Use graph queries to automatically flag high-impact changes:

changed_functions=$(git diff --name-only | xargs codebase-memory changed-symbols)
for fn in $changed_functions; do
  impact=$(codebase-memory get-impact-radius "$fn" --depth 3)
  echo "## Impact Analysis: $fn" >> pr-comment.md
  echo "$impact" >> pr-comment.md
done

Benchmarks: Knowledge Graphs vs. RAG

Recent research validates the knowledge graph approach. On SWE-bench Verified—a benchmark where AI agents resolve real GitHub issues—systems using repository-level graphs significantly outperform pure RAG approaches:

ApproachSWE-bench ScoreToken Efficiency
RAG-only retrieval~45%Baseline
RepoGraph + RAG hybrid~62%3x improvement
Full knowledge graph~68%10x improvement

The token efficiency gains compound over time. Agents make fewer exploratory queries when they can directly traverse the call graph, reducing both latency and API costs.

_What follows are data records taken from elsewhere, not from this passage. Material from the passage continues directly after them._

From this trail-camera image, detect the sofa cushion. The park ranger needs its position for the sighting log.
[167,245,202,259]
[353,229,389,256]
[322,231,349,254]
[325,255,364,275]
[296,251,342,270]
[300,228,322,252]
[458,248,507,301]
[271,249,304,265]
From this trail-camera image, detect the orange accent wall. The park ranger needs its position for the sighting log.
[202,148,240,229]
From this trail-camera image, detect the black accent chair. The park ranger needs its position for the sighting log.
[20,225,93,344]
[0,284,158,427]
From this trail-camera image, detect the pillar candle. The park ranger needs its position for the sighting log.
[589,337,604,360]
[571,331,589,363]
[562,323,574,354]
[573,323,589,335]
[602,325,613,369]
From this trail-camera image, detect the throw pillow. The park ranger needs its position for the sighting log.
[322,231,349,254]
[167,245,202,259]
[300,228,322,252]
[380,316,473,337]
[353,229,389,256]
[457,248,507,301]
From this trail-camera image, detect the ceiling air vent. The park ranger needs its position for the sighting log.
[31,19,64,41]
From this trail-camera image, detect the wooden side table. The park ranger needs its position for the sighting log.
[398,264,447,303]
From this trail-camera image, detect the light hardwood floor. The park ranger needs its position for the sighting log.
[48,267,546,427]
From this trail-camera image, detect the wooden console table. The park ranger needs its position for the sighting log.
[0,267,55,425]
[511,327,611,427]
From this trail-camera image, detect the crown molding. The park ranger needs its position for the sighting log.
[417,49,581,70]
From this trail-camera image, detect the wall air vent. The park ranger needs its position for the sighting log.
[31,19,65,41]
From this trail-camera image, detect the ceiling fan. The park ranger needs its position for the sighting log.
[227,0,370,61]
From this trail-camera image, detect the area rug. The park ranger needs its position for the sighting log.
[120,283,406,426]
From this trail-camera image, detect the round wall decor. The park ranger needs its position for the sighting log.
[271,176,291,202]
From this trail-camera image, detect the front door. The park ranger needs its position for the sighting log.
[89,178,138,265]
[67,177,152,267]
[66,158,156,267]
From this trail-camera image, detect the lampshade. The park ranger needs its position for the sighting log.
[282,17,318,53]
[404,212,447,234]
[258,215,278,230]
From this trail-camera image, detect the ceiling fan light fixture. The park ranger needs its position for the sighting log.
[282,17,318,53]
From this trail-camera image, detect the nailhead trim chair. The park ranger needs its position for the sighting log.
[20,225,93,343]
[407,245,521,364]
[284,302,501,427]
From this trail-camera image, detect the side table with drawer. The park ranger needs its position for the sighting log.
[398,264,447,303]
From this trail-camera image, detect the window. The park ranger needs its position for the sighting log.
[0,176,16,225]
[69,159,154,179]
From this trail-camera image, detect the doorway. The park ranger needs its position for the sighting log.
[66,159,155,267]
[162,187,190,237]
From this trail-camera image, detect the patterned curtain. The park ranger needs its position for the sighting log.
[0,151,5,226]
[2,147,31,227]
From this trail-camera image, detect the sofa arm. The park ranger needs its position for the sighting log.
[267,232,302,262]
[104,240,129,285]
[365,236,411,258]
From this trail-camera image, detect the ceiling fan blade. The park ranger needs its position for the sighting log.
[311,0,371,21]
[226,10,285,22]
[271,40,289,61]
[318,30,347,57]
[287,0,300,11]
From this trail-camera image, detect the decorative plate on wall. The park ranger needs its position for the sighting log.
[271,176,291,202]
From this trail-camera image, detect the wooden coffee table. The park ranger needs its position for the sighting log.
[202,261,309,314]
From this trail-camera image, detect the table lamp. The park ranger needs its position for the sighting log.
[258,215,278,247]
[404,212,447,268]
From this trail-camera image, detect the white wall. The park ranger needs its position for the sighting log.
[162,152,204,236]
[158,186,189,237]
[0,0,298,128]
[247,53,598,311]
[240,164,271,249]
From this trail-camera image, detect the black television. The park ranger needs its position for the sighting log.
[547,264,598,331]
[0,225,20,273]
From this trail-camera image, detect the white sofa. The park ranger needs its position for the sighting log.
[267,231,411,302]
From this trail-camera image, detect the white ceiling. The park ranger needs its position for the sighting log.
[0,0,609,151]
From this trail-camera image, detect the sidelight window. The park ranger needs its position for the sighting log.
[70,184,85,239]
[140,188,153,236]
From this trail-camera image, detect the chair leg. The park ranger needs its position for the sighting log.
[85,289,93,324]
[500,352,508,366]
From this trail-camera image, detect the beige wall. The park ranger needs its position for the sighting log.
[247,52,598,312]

The Future: Hybrid Structural-Semantic Retrieval

The next evolution combines structural graph queries with semantic embeddings. Rather than choosing between „find callers of X“ (structural) and „find code similar to X“ (semantic), hybrid systems enable queries like:

„Find functions that call the payment API and handle similar error patterns to our retry logic.“

This bridges the gap between precise structural navigation and fuzzy semantic understanding—giving AI agents both the map and the intuition to navigate complex codebases.

Conclusion

Code knowledge graphs represent a fundamental shift in how AI agents understand software. By treating repositories as queryable graphs rather than searchable text, tools like Codebase-Memory, CodeGraph, and Lattice unlock capabilities that RAG-based retrieval simply cannot match: call-graph traversal, impact analysis, and sub-millisecond structural queries.

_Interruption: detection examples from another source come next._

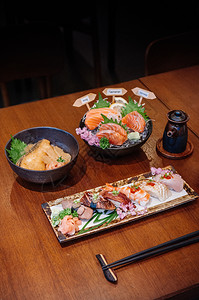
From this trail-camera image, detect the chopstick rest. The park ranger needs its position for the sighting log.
[96,254,117,283]
[96,230,199,282]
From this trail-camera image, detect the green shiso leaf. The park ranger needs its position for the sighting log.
[7,136,27,164]
[91,93,110,109]
[121,96,149,121]
[100,137,110,149]
[101,114,128,133]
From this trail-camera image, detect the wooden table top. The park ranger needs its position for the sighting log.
[0,67,199,300]
[140,65,199,136]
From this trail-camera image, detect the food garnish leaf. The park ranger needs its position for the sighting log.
[100,137,110,149]
[101,114,128,133]
[7,135,27,164]
[121,96,149,121]
[91,93,110,109]
[78,210,118,234]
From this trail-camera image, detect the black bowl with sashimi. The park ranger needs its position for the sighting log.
[5,127,79,184]
[79,116,153,158]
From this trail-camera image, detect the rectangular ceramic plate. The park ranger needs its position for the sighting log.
[42,166,198,244]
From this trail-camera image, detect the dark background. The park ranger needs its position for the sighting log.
[0,0,199,106]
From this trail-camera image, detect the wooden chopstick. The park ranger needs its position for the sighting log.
[102,230,199,271]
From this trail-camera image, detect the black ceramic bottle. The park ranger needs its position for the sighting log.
[163,110,189,153]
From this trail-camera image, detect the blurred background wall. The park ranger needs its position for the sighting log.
[0,0,199,106]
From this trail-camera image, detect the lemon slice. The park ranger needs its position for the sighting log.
[114,97,128,104]
[109,103,125,113]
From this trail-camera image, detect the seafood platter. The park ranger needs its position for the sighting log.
[42,166,198,244]
[74,89,152,157]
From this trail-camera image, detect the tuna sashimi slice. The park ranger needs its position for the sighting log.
[122,111,146,133]
[85,107,121,130]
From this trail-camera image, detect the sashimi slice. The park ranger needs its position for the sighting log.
[99,123,127,138]
[85,107,121,130]
[96,123,128,145]
[122,111,146,133]
[138,180,171,201]
[154,173,184,192]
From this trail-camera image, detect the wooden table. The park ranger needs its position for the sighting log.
[0,66,199,300]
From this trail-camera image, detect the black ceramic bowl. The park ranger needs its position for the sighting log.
[5,127,79,183]
[79,117,153,158]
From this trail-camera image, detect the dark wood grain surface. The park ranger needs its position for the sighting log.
[0,73,199,300]
[140,66,199,136]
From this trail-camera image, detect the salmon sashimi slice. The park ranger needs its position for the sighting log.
[104,183,150,206]
[99,123,127,137]
[96,123,128,145]
[85,107,121,130]
[122,111,146,133]
[131,187,150,206]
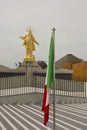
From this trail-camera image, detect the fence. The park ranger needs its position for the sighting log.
[0,72,87,98]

For platform engineering teams, the adoption path is clear: index your repositories, expose the graph via MCP, and integrate impact analysis into your PR workflows. The payoff—10x token efficiency and dramatically more accurate AI assistance—makes this infrastructure investment worthwhile for any team serious about AI-augmented development.

The tools are open source and ready to deploy. The question isn’t whether to adopt code knowledge graphs, but how quickly you can integrate them into your AI coding pipeline.